KANSAS CITY, Mo. — President Bush yesterday called for making his tax cuts permanent for the first time since signing a major tax-cut package in May that was touted as temporary in order to keep the price tag low.
Critics saw the move as an attempt at yet another tax cut “costing more than $1 trillion over the next decade” at a time when Democratic presidential candidates are demanding that Mr. Bush repeal even his earlier, temporary cuts.
But the White House insisted the president was not “double-dipping” by resuming his demand for tax-relief measures that would have shattered the $350 billion ceiling Congress imposed on the May cut.
“When we threw out the old taxes, Americans didn’t expect to see them sneaking in through the back door,” Mr. Bush told an adoring crowd of business owners here. “For the sake of economic growth, for the sake of job creation, the United States Congress must make these tax cuts permanent.”
The measure was part of what Mr. Bush called a six-point plan for accelerating economic growth. It amounted to the most aggressive and detailed defense of his economic stewardship, which has come under fierce attack by Democratic presidential candidates.
One of them, Rep. Richard A. Gephardt, yesterday said the president’s first two major tax-cut packages, passed in 2001 and this year, have failed to create desperately needed jobs.
“Making it all permanent is just increasing the problem,” he told The Washington Times. “It’s not getting the economy to grow because the tax cuts go to the wrong people for the wrong reasons.”
The Missouri Democrat added: “When I’m president, I will ask the Congress to lay aside the Bush tax cuts.”
But as part of a concerted effort to take the political fight over the economy directly to Democratic presidential hopefuls like Mr. Gephardt and front-runner Howard Dean, the president said their calls to roll back his cuts amount to massive tax increases.

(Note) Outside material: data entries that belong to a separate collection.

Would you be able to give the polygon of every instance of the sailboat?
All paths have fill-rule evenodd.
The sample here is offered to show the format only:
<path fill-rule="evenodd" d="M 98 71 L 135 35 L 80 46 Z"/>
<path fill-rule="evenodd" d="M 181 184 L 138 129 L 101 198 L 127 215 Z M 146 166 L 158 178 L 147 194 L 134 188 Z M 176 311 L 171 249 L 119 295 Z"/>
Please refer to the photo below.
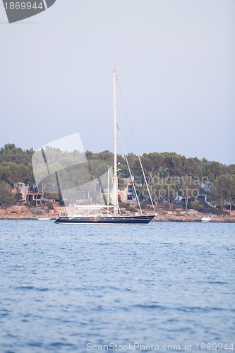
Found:
<path fill-rule="evenodd" d="M 92 205 L 90 206 L 80 206 L 80 210 L 83 212 L 80 215 L 60 215 L 55 220 L 57 225 L 147 225 L 156 216 L 156 213 L 144 215 L 140 209 L 140 214 L 136 213 L 135 215 L 122 215 L 119 207 L 118 202 L 118 163 L 117 163 L 117 122 L 116 122 L 116 71 L 113 71 L 113 102 L 114 102 L 114 176 L 112 200 L 113 205 L 109 205 L 109 202 L 106 206 L 100 207 L 99 205 Z M 146 178 L 145 178 L 146 181 Z M 148 189 L 147 184 L 147 187 Z M 152 200 L 150 195 L 150 200 Z M 140 206 L 140 203 L 138 201 Z M 154 205 L 152 203 L 154 210 Z M 78 208 L 79 208 L 79 207 Z M 84 213 L 84 209 L 92 210 L 90 213 Z M 112 211 L 109 211 L 112 208 Z M 100 212 L 99 212 L 100 211 Z"/>

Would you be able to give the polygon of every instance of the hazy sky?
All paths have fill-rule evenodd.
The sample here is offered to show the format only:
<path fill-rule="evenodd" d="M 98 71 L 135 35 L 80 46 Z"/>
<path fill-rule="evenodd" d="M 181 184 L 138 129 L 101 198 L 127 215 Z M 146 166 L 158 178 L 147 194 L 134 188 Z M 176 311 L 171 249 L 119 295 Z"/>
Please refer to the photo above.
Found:
<path fill-rule="evenodd" d="M 1 2 L 0 147 L 80 133 L 112 150 L 115 68 L 140 154 L 235 162 L 234 0 L 57 0 L 6 21 Z M 135 152 L 119 96 L 117 114 Z"/>

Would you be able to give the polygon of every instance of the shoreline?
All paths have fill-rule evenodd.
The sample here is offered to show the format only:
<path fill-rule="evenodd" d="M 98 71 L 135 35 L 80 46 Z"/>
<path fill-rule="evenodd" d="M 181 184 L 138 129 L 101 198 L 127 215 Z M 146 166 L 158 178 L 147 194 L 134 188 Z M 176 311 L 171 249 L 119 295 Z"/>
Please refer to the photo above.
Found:
<path fill-rule="evenodd" d="M 188 210 L 157 210 L 157 215 L 152 222 L 202 222 L 201 217 L 205 213 Z M 235 223 L 235 211 L 229 212 L 230 215 L 211 215 L 212 223 Z M 0 210 L 0 220 L 39 220 L 40 218 L 51 218 L 51 220 L 56 220 L 52 213 L 47 213 L 42 215 L 33 215 L 25 206 L 13 206 L 6 210 Z M 46 220 L 47 221 L 47 220 Z"/>

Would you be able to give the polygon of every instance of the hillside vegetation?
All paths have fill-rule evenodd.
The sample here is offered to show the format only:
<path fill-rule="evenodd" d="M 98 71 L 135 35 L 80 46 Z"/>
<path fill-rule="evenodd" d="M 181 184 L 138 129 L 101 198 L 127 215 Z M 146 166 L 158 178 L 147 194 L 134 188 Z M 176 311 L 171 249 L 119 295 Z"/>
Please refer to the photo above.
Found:
<path fill-rule="evenodd" d="M 35 185 L 32 165 L 34 150 L 23 150 L 14 144 L 6 144 L 0 150 L 0 205 L 8 207 L 20 201 L 12 197 L 11 189 L 15 183 L 23 182 L 32 187 Z M 79 152 L 78 152 L 79 153 Z M 71 165 L 78 151 L 61 152 L 54 150 L 54 156 L 58 166 L 64 162 Z M 93 162 L 98 174 L 101 174 L 102 163 L 113 164 L 114 155 L 109 151 L 94 153 L 87 151 L 87 159 Z M 137 191 L 142 203 L 149 202 L 147 186 L 157 205 L 170 207 L 178 200 L 183 198 L 183 206 L 203 210 L 208 203 L 231 209 L 235 201 L 235 164 L 226 165 L 205 158 L 186 158 L 175 152 L 144 153 L 141 157 L 146 179 L 143 177 L 138 156 L 129 153 L 126 156 L 131 173 L 135 177 Z M 124 186 L 123 178 L 129 176 L 125 158 L 118 155 L 119 185 Z M 71 178 L 76 179 L 76 169 L 71 171 Z M 48 195 L 49 196 L 49 195 Z M 202 196 L 204 196 L 202 198 Z M 207 203 L 205 205 L 205 196 Z"/>

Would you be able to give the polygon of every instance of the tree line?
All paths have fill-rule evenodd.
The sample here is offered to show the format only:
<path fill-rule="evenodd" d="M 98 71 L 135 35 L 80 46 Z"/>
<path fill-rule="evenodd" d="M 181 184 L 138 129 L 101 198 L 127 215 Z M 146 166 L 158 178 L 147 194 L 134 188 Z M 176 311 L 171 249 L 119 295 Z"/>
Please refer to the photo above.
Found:
<path fill-rule="evenodd" d="M 58 169 L 67 168 L 74 163 L 79 152 L 64 152 L 58 149 L 49 150 L 49 160 L 54 160 Z M 32 157 L 32 148 L 23 150 L 15 144 L 7 143 L 0 149 L 0 204 L 2 206 L 16 203 L 17 196 L 13 198 L 11 190 L 15 183 L 23 182 L 33 187 L 35 179 L 33 174 Z M 47 155 L 47 150 L 46 150 Z M 106 150 L 98 153 L 86 151 L 86 159 L 95 166 L 96 172 L 101 175 L 107 165 L 112 166 L 114 161 L 112 152 Z M 146 175 L 143 179 L 142 167 L 138 157 L 133 153 L 126 156 L 118 155 L 119 184 L 125 185 L 123 179 L 129 177 L 128 160 L 132 175 L 135 177 L 137 191 L 142 202 L 149 202 L 147 185 L 157 205 L 172 205 L 183 198 L 184 206 L 200 210 L 203 208 L 205 198 L 212 205 L 219 205 L 222 209 L 226 206 L 231 210 L 235 201 L 235 164 L 224 164 L 216 161 L 196 157 L 186 158 L 175 152 L 150 152 L 140 156 L 143 169 Z M 76 169 L 68 172 L 72 180 L 76 179 Z M 98 172 L 97 172 L 98 171 Z M 78 173 L 79 174 L 79 173 Z M 58 190 L 54 191 L 56 193 Z M 47 196 L 52 191 L 48 191 Z"/>

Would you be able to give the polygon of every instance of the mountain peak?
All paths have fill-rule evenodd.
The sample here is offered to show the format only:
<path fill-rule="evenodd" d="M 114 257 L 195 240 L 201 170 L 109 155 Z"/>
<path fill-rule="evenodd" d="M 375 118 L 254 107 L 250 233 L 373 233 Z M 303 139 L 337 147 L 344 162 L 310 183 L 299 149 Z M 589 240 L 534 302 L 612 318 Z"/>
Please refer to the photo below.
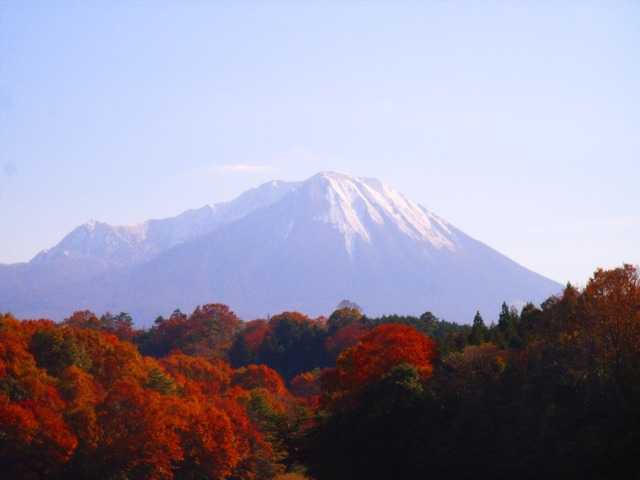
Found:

“Some critics, who opposed tax relief to start with, are still opposing it,” he said. “They argue we should return to the way things were in 2001. What they’re really saying is they want to raise taxes.
“Higher taxes will not create one job in America,” he added. “Raising taxes would hurt economic growth. Tax relief is putting this nation on the path to prosperity and I intend to keep it on the path to prosperity.”
The president’s first major cut, passed in 2001, was supposed to provide $1.35 trillion in tax relief over 10 years. But many of the cuts were temporary and others were not scheduled to take effect until the latter years, precluding an immediate stimulative effect on the economy.
Early this year, the president proposed a second, $726 billion tax cut that included making his earlier cuts permanent. When Congress balked at the price tag, Mr. Bush agreed to abandon the permanence provisions.
That lowered the package to $350 billion and allowed Mr. Bush to “front-load” plenty of economic stimuli that began taking effect immediately after passage in May. Democrats feared they had been outmaneuvered when it dawned on them it would be political suicide to ever reinstate temporarily suspended taxes like one that penalizes married couples.